City Artist in Residence

Public Art Saint Paul

Funding Received: 2012
St. Paul, MN
$300,000
Funding Period: 1 year and 5 months
Back
July 23, 2012

Public Art Saint Paul (PASP) has innovated civic life in Saint Paul, Minnesota, for 25 years. PASP unites artists with citizens to shape a public realm that fosters imagination, explores civic values and the community’s evolving history, and strengthens Saint Paul’s public spaces as vessels of public life. Among this nonprofit’s numerous creative collaborations, PASP partners with the City of Saint Paul to promote its identity as a creative city.

Now ArtPlace support is expanding these relationships. After establishing the City Artist in Residence (CAIR) Program in 2005 with a single artist based in Saint Paul’s Public Works Department, PASP is now building a cohort of artists (CAIRs) immersed within the broader constellation of public agencies. The intent is to transform how the city is organized and experienced creatively by expanding art and place making into the living systems and infrastructure of the city.

ArtPlace spoke with Christine Podas-Larson, President of Public Art Saint Paul, about its CAIR cohort that is innovating at the foundation of creative place making in Saint Paul and its metro area.

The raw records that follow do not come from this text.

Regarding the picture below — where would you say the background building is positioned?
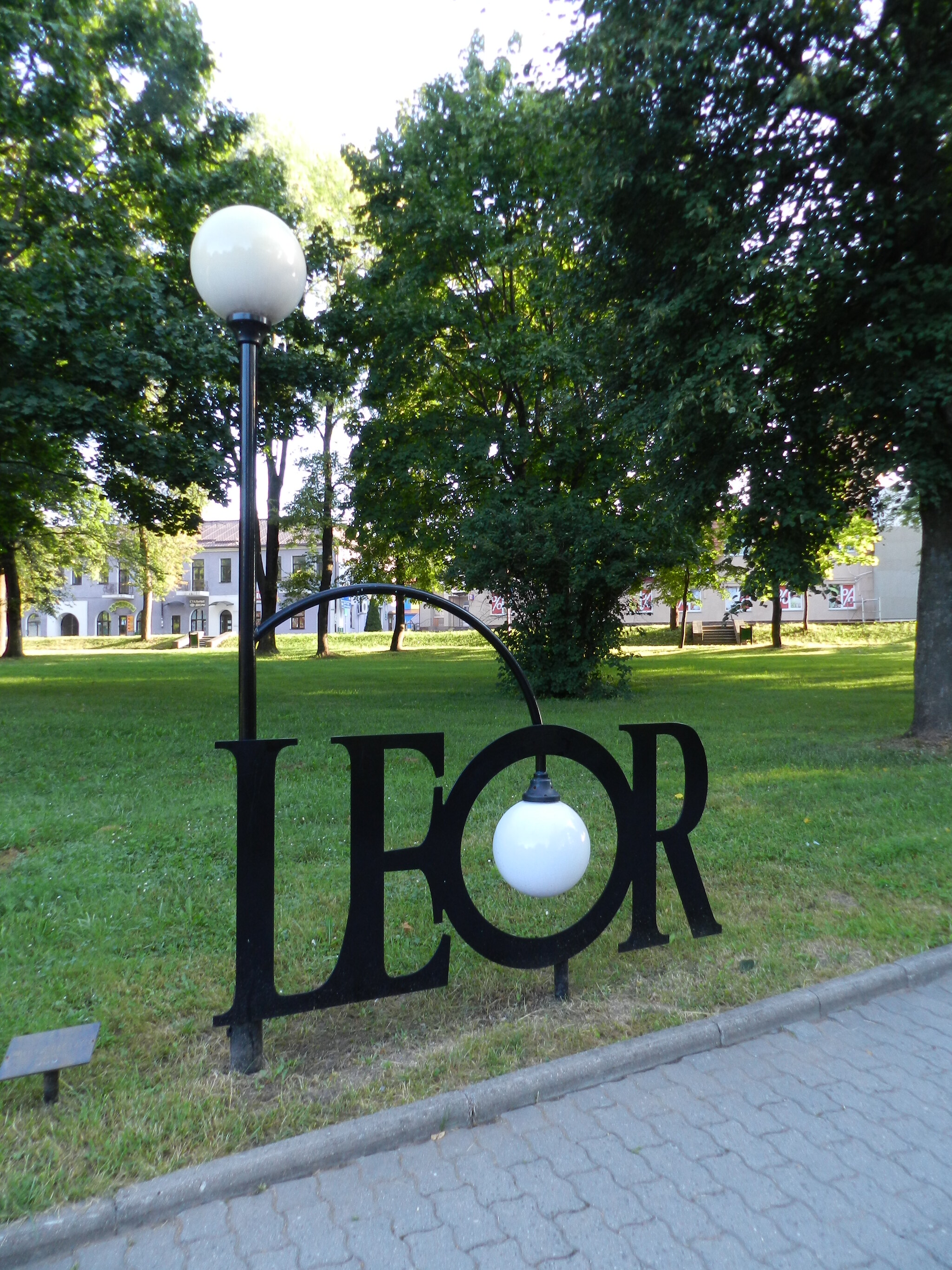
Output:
[23,521,367,638]
[17,521,921,638]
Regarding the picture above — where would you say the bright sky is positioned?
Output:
[197,0,576,517]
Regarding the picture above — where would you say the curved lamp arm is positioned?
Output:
[255,582,544,731]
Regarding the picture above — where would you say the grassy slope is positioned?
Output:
[0,631,952,1218]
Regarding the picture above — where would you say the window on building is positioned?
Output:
[830,582,855,608]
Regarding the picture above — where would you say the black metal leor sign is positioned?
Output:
[214,583,721,1027]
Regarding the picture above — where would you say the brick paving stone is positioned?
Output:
[41,975,952,1270]
[698,1191,794,1263]
[513,1159,587,1217]
[556,1208,640,1270]
[585,1138,657,1190]
[573,1169,648,1230]
[594,1106,661,1150]
[705,1152,796,1213]
[525,1128,594,1177]
[472,1239,538,1270]
[285,1203,350,1268]
[123,1222,185,1270]
[405,1225,475,1270]
[492,1195,573,1263]
[76,1235,130,1270]
[622,1218,703,1270]
[346,1217,411,1270]
[639,1177,720,1243]
[694,1235,764,1270]
[229,1191,287,1257]
[456,1142,519,1205]
[433,1186,508,1252]
[179,1202,229,1243]
[246,1247,297,1270]
[376,1177,441,1238]
[185,1235,247,1270]
[472,1120,538,1169]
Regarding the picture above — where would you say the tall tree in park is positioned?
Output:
[0,0,266,655]
[566,0,952,737]
[109,486,205,643]
[348,426,453,653]
[348,45,674,695]
[653,526,736,648]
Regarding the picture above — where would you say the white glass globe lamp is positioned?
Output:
[492,772,591,899]
[189,205,307,325]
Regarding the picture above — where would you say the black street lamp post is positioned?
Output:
[191,206,307,1072]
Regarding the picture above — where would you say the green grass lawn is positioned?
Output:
[0,627,952,1218]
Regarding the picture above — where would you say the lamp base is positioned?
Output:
[229,1018,264,1076]
[552,961,569,1001]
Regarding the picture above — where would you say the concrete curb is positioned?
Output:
[0,944,952,1266]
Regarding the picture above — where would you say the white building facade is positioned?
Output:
[624,525,921,626]
[23,521,367,639]
[15,521,921,639]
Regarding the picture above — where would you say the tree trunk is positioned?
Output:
[909,500,952,739]
[771,591,783,648]
[390,558,406,653]
[317,404,334,657]
[0,546,23,657]
[678,569,690,648]
[255,441,288,657]
[139,525,152,644]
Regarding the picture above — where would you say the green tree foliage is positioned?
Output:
[0,0,283,655]
[568,0,952,734]
[364,596,382,631]
[348,43,676,695]
[284,214,362,657]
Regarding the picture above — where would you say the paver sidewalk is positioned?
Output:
[26,977,952,1270]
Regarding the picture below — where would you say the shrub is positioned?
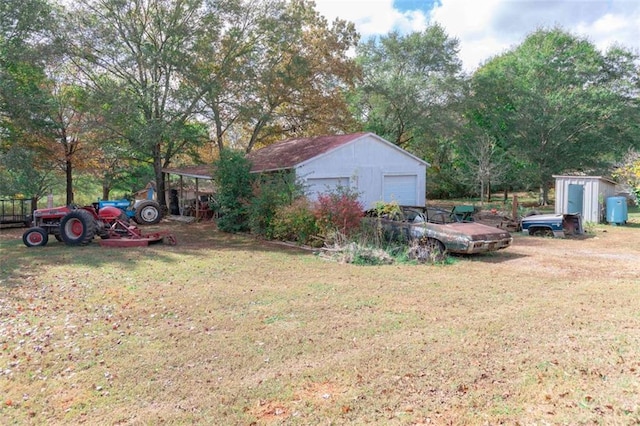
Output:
[213,149,254,232]
[314,187,364,237]
[249,172,302,238]
[272,197,319,245]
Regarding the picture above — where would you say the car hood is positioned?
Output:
[432,222,511,241]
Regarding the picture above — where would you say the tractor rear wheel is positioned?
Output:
[22,226,49,247]
[133,200,162,225]
[60,209,96,246]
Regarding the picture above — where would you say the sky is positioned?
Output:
[316,0,640,72]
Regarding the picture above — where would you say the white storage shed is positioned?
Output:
[553,175,616,223]
[248,133,429,208]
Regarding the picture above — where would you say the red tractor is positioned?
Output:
[22,205,175,247]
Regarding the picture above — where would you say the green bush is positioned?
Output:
[248,172,302,238]
[213,149,254,232]
[272,197,320,245]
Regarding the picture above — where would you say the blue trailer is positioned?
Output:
[520,214,584,238]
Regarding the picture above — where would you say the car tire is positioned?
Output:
[22,226,49,247]
[60,209,96,246]
[133,201,162,225]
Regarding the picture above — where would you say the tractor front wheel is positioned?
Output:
[22,226,49,247]
[133,201,162,225]
[60,209,96,246]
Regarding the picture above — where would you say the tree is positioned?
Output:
[351,24,464,197]
[473,29,638,204]
[457,133,507,202]
[195,0,357,156]
[69,0,211,206]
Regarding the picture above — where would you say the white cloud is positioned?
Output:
[316,0,640,71]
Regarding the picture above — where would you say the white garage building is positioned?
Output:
[248,133,429,208]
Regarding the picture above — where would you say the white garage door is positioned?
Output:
[306,177,349,200]
[383,175,418,206]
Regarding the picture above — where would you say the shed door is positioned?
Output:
[383,175,418,206]
[306,177,349,200]
[567,184,584,214]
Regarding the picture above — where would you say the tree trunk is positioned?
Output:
[102,183,111,200]
[153,143,167,207]
[65,157,73,205]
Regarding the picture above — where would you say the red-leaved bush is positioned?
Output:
[314,190,364,236]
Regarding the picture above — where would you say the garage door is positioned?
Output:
[383,175,418,206]
[306,177,349,200]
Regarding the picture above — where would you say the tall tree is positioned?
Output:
[474,28,640,204]
[351,24,464,197]
[69,0,211,205]
[197,0,357,152]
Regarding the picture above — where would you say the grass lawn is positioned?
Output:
[0,214,640,425]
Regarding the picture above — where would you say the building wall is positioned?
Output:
[296,135,427,208]
[554,176,615,223]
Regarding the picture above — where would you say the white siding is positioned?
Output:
[305,177,350,200]
[296,134,427,209]
[383,175,418,206]
[553,176,615,223]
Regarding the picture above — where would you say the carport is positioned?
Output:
[162,165,214,220]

ARTPLACE: Describe how PASP’s City Artist in Residence Program works.

PODAS-LARSON: For nearly seven years we have supported the art and place making of a CAIR in Public Works. We know of no one else in the country creating City Art made within and from a city’s systems. By now involving multiple artists throughout Saint Paul’s urban planning, city systems management, capital project development , and maintenance processes, the CAIR program’s impact significantly spreads across the City’s dozen ZIP codes. Led by conceptual-behavioral artist Marcus Young, CAIRs will be resident within Public Works, Parks and Recreation, and Planning and Economic Development. A fourth member of this cohort is Christine Baeumler, engaged by PASP since 2009 as Artist in Residence for the Watershed Districts that serve Saint Paul. After a significant period embedded within City workplaces, CAIRs propose and create city-scaled demonstration projects.

ARTPLACE: How will the City Artist in Residence cohort increase vibrancy in Saint Paul?

PODAS-LARSON: Currently, through the CAIR program’s synergistic relationship to the City’s Public Art Ordinance, artists are engaged in developing major city planning studies including Saint Paul’s Greater Lowertown Plan and the Central Corridor Stormwater Management Plans. City system-scaled art addresses complex issues in urban agriculture, water management, the urban forest, transportation, and multi-cultural/-generational social interaction, etc.

Saint Paul’s works of City Art aspire to make our personal and collective daily life the great masterpiece of our times. With ArtPlace support, the CAIR cohort will create art that demonstrates these core values:

(1) Quality – the best art should belong to the public;

(2) Immersion – fosters strategic understanding of city systems as the basis for artistic action;

(3) Vibrancy and Innovation – artists improve systems and work across disciplines to create new ways of thinking;

(4) Teamwork – multiple artists work in different agencies, yet as a cohort, magnifying capacity through shared and diverse experiences; and

(5) City Studio – artists innovate within the whole geography of the city.

ARTPLACE: What are some examples of how these values are enacted in Saint Paul?

PODAS-LARSON: Our City Art aspires to be a civic collaboration of creating the beautiful city – project by project, work by work, ultimately as a whole beloved experience that fosters human interaction and creates both personal and economic value. In the City Studio, CAIRs view the city metaphorically – they conceive of the city as a book, the city calendar as a cycle of ceremony, public place as a stage. They translate concern with landscape and food systems into social practice that transforms human behavior.

Vibrancy is both increased quality and higher quality of activity. It is built one homeowner at a time who walks out the front door into a city of poetry and brings that vision into her heart and mind. Vibrancy is built one day at a time; in recent years on Earth Day CAIR Marcus Young established an annual event of civic wishing that draws people to the Mississippi River’s edge – more days of city ritual are waiting to be created by artists and celebrated in ongoing acts of individual creativity. That is vibrancy on a real city scale and at a level of everyday impact. Affection for this city, the place of our personal histories and civic lives, cannot be underestimated in its efficacy to create vibrancy. We see the CAIR program having genuine and lasting impact that can be viewed by cities nationwide as a new model for city life.

PHOTO: Marcus Young, Saint Paul’s City Artist in Residence, views one of more than 500 sidewalk poetry installations from his ongoing project, Everyday Poems for City Sidewalk.